Decision evidence for Dead Cat Bounce should show the rule, signal, order type, position size, entry, exit, stop, and loss limit affected. Dead Cat Bounce can change trading action only when those items alter executable behavior rather than commentary.
Review evidence for Dead Cat Bounce should make the trading evidence traceable, not just definitional. For Dead Cat Bounce, tie the evidence to the order ticket, execution report, position record, margin statement, and trade blotter and explain why that evidence is reliable enough for the finance decision.
Before relying on Dead Cat Bounce, document the decision context: the trade timestamp, holding window, settlement date, volatility regime, and liquidity condition. Keep the Dead Cat Bounce evidence trail visible: pre-trade approval, risk limit, best-execution check, margin review, and post-trade reconciliation. In Trading work, Dead Cat Bounce matters when it changes execution quality, leverage, liquidity, realized P&L, risk limits, or settlement exposure.

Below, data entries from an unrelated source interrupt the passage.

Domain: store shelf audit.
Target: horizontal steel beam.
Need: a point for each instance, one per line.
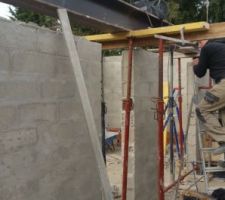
(150, 32)
(215, 31)
(103, 15)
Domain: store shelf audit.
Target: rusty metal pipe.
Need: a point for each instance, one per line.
(128, 106)
(160, 109)
(180, 109)
(178, 180)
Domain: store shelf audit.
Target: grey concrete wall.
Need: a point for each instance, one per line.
(45, 151)
(112, 90)
(142, 153)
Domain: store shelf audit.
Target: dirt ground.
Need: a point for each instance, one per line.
(114, 167)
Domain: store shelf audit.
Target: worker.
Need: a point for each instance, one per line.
(212, 58)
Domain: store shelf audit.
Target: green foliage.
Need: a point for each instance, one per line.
(217, 11)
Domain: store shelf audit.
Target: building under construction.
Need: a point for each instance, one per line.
(76, 124)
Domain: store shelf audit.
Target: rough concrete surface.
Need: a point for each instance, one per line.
(112, 90)
(143, 130)
(45, 151)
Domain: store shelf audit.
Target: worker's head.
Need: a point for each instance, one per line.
(202, 43)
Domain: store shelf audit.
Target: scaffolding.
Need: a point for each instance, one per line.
(145, 38)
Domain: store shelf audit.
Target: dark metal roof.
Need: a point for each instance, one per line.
(103, 15)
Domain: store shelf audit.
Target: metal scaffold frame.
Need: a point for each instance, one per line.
(143, 38)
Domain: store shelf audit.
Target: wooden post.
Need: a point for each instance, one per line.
(92, 130)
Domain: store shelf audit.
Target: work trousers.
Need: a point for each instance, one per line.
(214, 100)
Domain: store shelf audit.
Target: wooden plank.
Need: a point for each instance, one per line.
(92, 130)
(216, 31)
(150, 32)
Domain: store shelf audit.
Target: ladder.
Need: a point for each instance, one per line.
(207, 167)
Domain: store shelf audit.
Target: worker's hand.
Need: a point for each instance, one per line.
(195, 61)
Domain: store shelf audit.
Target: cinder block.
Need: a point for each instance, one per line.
(14, 140)
(71, 109)
(87, 50)
(16, 36)
(91, 71)
(18, 90)
(33, 62)
(59, 89)
(36, 112)
(51, 42)
(8, 117)
(63, 67)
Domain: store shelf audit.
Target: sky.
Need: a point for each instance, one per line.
(4, 10)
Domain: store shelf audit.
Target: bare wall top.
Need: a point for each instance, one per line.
(45, 150)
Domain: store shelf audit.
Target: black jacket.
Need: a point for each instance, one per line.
(212, 57)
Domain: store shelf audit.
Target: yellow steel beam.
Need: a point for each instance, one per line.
(146, 33)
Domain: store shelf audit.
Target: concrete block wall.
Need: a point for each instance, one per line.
(112, 70)
(45, 150)
(142, 180)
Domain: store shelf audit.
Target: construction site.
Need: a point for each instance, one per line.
(116, 115)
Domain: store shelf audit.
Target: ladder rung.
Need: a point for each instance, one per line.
(214, 169)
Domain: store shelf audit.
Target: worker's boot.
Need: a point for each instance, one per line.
(220, 149)
(221, 163)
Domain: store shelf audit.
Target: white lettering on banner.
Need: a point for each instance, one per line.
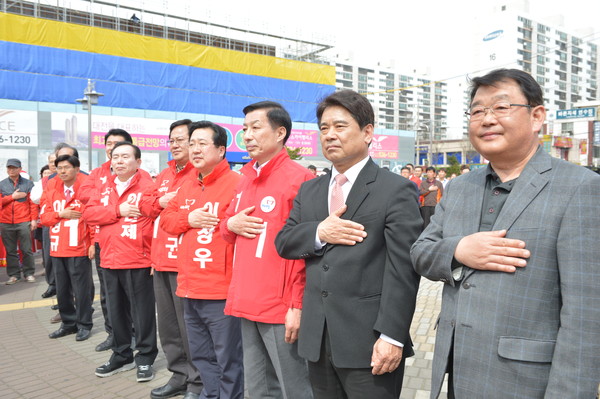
(203, 256)
(130, 231)
(53, 243)
(172, 247)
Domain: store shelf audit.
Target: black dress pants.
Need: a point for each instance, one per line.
(130, 298)
(74, 290)
(331, 382)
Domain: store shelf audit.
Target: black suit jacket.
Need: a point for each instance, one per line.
(364, 290)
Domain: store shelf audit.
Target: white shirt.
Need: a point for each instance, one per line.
(122, 185)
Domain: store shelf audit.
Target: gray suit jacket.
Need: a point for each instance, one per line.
(363, 290)
(534, 333)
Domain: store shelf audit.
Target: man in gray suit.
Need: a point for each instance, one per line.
(354, 227)
(516, 244)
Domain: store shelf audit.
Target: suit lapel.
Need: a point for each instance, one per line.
(360, 190)
(321, 194)
(473, 202)
(529, 184)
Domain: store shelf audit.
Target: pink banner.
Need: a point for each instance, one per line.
(384, 147)
(305, 139)
(146, 142)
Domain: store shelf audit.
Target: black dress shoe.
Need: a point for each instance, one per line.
(62, 331)
(167, 391)
(105, 345)
(51, 291)
(82, 334)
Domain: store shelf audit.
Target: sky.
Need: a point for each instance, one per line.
(434, 34)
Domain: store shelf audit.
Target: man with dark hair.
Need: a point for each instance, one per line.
(416, 175)
(442, 177)
(65, 149)
(515, 244)
(266, 290)
(431, 190)
(125, 238)
(205, 262)
(94, 186)
(18, 219)
(70, 253)
(169, 307)
(354, 227)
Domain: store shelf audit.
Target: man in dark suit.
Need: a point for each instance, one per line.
(360, 287)
(516, 245)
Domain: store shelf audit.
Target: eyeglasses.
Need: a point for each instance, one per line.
(201, 144)
(499, 110)
(179, 141)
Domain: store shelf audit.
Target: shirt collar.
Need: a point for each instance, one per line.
(258, 167)
(352, 173)
(119, 183)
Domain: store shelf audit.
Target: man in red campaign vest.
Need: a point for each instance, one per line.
(266, 290)
(169, 308)
(206, 261)
(70, 240)
(92, 187)
(125, 237)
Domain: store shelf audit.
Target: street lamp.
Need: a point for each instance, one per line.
(420, 127)
(90, 97)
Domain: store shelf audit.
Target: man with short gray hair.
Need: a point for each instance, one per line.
(18, 219)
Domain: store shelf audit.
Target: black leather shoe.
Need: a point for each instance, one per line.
(62, 331)
(82, 334)
(105, 345)
(51, 291)
(167, 391)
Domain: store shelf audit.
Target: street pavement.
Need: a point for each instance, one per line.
(35, 366)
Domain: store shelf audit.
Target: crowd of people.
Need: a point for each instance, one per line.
(283, 283)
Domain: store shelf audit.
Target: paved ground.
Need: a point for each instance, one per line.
(34, 366)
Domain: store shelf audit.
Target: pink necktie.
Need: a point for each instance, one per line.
(337, 195)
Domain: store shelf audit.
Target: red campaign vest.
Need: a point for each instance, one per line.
(164, 245)
(68, 237)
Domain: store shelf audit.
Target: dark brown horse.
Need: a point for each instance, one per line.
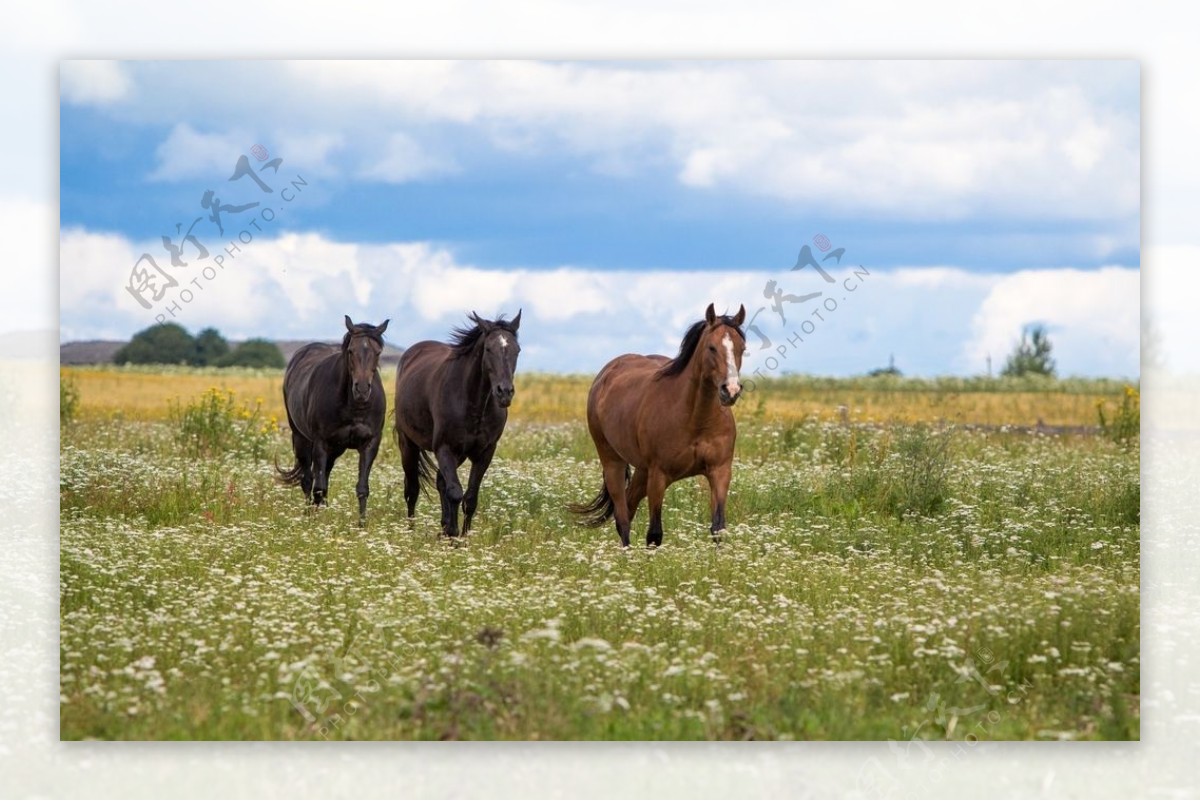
(669, 419)
(335, 402)
(453, 401)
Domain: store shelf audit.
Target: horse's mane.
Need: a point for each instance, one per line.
(462, 339)
(690, 341)
(365, 329)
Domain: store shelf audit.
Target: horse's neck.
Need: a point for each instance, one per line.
(477, 389)
(696, 396)
(343, 380)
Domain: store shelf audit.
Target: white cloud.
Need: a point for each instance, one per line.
(906, 139)
(934, 319)
(187, 154)
(403, 160)
(1092, 317)
(94, 83)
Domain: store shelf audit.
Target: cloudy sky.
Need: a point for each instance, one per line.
(949, 204)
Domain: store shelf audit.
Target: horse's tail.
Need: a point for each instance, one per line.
(288, 477)
(600, 510)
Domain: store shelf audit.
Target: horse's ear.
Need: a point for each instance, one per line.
(480, 321)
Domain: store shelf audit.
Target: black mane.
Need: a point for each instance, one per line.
(463, 339)
(365, 329)
(690, 339)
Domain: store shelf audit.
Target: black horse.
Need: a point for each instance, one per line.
(335, 402)
(453, 401)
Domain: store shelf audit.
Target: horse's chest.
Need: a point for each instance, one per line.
(355, 434)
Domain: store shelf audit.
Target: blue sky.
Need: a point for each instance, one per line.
(612, 200)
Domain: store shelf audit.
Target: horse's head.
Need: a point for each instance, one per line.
(501, 349)
(361, 347)
(720, 348)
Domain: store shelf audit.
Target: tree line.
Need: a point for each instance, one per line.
(169, 343)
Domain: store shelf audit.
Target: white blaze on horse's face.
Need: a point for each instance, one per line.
(731, 367)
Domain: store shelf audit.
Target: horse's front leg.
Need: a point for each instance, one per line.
(366, 458)
(319, 473)
(718, 489)
(450, 489)
(471, 498)
(655, 491)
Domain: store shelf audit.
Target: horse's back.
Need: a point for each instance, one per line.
(417, 384)
(305, 359)
(622, 390)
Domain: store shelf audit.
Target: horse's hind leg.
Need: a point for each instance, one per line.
(635, 492)
(471, 498)
(303, 449)
(411, 461)
(319, 473)
(451, 491)
(366, 458)
(616, 474)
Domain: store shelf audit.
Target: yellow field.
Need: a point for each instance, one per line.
(147, 393)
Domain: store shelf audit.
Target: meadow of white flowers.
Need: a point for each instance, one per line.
(876, 583)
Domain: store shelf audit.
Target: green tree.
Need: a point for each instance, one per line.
(166, 343)
(210, 347)
(1031, 355)
(255, 353)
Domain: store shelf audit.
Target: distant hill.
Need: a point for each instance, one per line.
(101, 351)
(93, 351)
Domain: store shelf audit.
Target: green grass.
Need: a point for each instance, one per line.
(877, 582)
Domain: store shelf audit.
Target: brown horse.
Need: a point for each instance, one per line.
(669, 419)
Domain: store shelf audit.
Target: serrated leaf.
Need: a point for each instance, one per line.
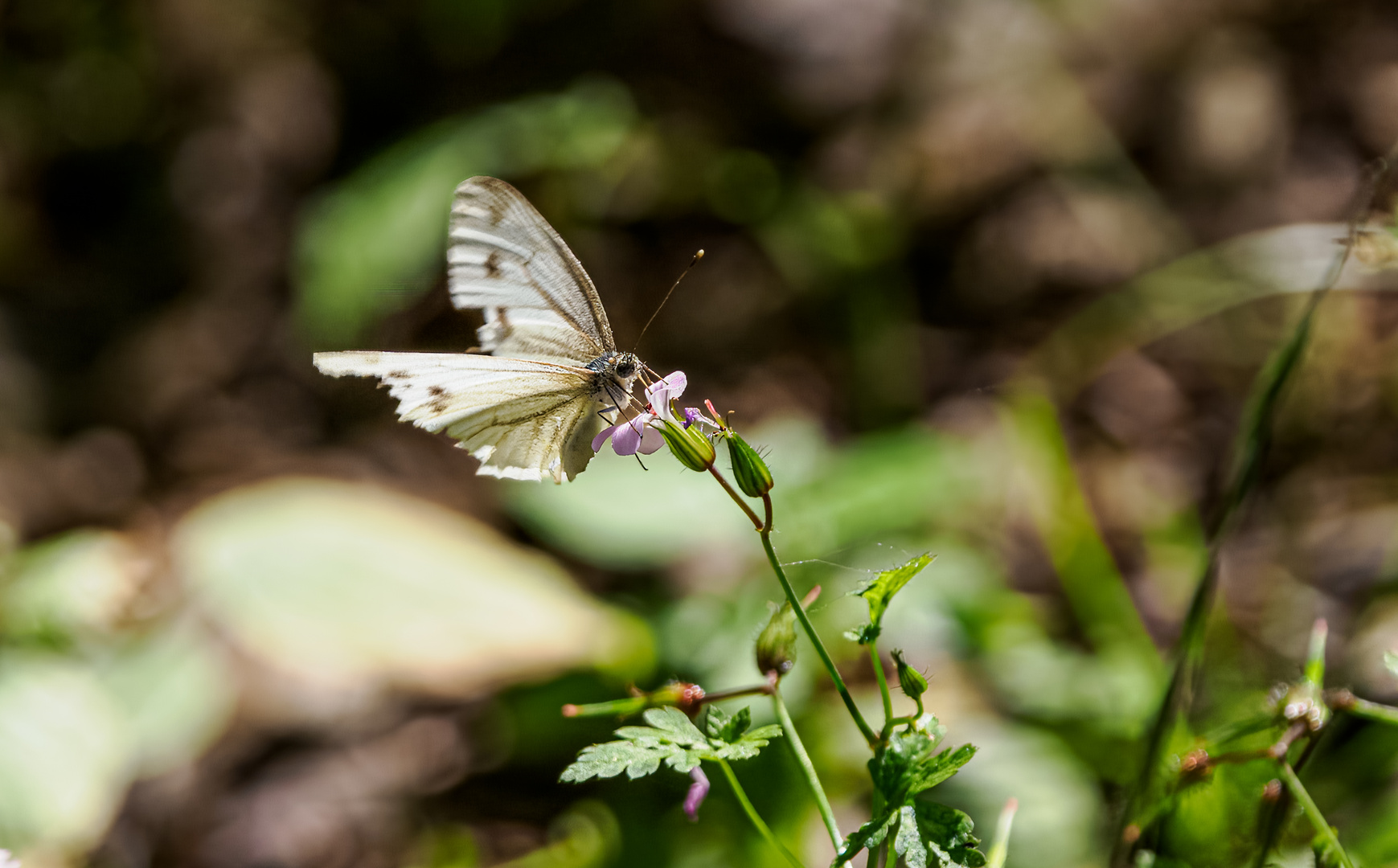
(728, 728)
(948, 832)
(864, 633)
(867, 836)
(908, 843)
(881, 592)
(909, 766)
(927, 835)
(673, 739)
(674, 722)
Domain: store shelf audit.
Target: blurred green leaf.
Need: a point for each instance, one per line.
(176, 691)
(662, 533)
(378, 238)
(64, 754)
(881, 590)
(584, 836)
(353, 584)
(1290, 259)
(70, 584)
(926, 835)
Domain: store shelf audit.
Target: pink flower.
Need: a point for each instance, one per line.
(698, 790)
(660, 393)
(631, 436)
(637, 435)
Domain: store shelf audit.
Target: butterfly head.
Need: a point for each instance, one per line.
(618, 370)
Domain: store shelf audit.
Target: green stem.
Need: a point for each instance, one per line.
(1362, 707)
(809, 768)
(883, 688)
(1313, 814)
(752, 815)
(870, 735)
(997, 853)
(881, 856)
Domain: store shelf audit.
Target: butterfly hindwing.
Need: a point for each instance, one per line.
(502, 256)
(522, 418)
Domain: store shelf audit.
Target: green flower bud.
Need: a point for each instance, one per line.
(910, 680)
(777, 642)
(749, 471)
(688, 444)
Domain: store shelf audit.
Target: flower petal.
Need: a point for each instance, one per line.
(628, 435)
(660, 393)
(698, 790)
(597, 442)
(652, 440)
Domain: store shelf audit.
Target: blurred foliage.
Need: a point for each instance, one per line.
(986, 278)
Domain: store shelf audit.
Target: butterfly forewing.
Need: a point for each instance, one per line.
(503, 257)
(522, 418)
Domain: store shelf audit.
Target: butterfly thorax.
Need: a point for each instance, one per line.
(616, 370)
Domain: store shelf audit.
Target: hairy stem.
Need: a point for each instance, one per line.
(870, 735)
(883, 690)
(1313, 814)
(813, 780)
(752, 815)
(739, 499)
(1344, 701)
(998, 850)
(881, 856)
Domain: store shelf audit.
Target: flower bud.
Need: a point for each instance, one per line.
(688, 444)
(910, 680)
(777, 642)
(749, 471)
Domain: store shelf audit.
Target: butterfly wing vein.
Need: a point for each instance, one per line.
(523, 420)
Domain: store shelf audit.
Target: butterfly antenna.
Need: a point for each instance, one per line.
(692, 263)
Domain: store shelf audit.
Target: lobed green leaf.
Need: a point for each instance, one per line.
(673, 739)
(879, 593)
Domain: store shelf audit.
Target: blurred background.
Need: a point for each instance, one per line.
(990, 278)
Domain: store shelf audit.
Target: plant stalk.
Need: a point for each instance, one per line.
(739, 499)
(809, 769)
(752, 815)
(883, 688)
(1313, 814)
(870, 735)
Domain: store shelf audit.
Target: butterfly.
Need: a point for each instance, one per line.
(530, 408)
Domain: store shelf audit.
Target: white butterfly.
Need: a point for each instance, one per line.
(530, 410)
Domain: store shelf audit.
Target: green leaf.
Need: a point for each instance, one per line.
(926, 835)
(351, 586)
(728, 728)
(908, 766)
(670, 739)
(948, 832)
(867, 836)
(879, 593)
(673, 739)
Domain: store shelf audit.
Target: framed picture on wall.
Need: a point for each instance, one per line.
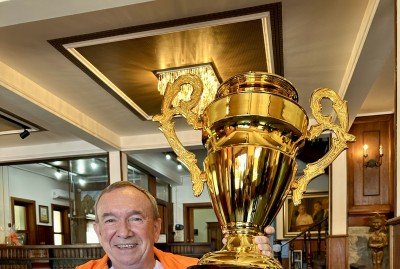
(44, 214)
(313, 209)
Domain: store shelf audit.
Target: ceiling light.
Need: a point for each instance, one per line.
(57, 162)
(94, 165)
(82, 182)
(207, 74)
(58, 174)
(24, 134)
(179, 166)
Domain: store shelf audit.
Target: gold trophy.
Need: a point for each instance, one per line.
(252, 130)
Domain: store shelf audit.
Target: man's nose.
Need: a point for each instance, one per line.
(124, 230)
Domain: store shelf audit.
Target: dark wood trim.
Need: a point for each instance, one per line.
(393, 221)
(394, 246)
(362, 201)
(275, 10)
(337, 251)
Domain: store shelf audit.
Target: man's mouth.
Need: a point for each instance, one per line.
(126, 246)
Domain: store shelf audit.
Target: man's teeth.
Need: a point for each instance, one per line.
(127, 245)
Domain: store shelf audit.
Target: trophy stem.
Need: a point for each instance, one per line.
(238, 252)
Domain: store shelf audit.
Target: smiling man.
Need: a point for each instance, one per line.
(127, 225)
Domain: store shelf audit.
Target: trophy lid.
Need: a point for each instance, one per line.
(258, 82)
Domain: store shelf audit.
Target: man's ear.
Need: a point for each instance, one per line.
(157, 229)
(96, 228)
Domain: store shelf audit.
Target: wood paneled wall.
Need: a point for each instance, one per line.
(337, 246)
(370, 189)
(394, 228)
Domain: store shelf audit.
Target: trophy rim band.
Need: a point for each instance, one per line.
(234, 106)
(262, 81)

The practical risk for Dead Cat Bounce is that trading terms can sound exact while depending on order type, venue, timing, liquidity, and margin evidence. If those facts are unavailable, keep Dead Cat Bounce in the explanatory layer instead of treating it as decision-grade evidence.
Use Dead Cat Bounce as a decision workflow, not a static glossary label: define the finance meaning, verify the evidence, and identify which conclusion changes. Start by linking Dead Cat Bounce to order type, venue, timestamp, margin effect, liquidity condition, and post-trade reconciliation. Only after those checks should Dead Cat Bounce influence a trading decision.
For Dead Cat Bounce, confirm the source record, the date or jurisdiction that could change the answer, and the finance decision affected if the evidence were wrong. If those checks are incomplete, keep Dead Cat Bounce as explanatory context rather than a decisive input.
Traders use Dead Cat Bounce to evaluate order execution, position risk, liquidity, margin, timing, volatility, and transaction cost.
A trade review would connect Dead Cat Bounce to entry price, exit plan, order type, market depth, margin requirement, volatility, and risk limit.
Ask whether Dead Cat Bounce changes execution quality, market impact, leverage, stop-out risk, liquidity, or expected payoff.
Trading terms can describe behavior, order mechanics, or risk exposure. The practical impact depends on venue rules, liquidity, volatility, and position size.
Interpret Dead Cat Bounce as decision evidence, not just a definition. Its weight depends on the transaction, measurement date, jurisdiction, market conditions, and whether Dead Cat Bounce changes cash flow, risk allocation, reported performance, controls, or investor behavior.
The finance relevance comes from execution quality, liquidity, leverage, transaction cost, volatility, margin, and risk control.
Do not confuse Dead Cat Bounce with a trading signal. The term may explain mechanics or exposure, while profitability still depends on price, liquidity, costs, and risk controls.
Dead Cat Bounce appears in trading plans, order tickets, risk-limit reports, broker statements, execution reviews, and market commentary.
Treat Dead Cat Bounce as decision-useful only when it changes a forecast, contractual right, accounting result, tax outcome, market price, liquidity need, or risk-control action. If those items do not change, Dead Cat Bounce is descriptive rather than analytical evidence.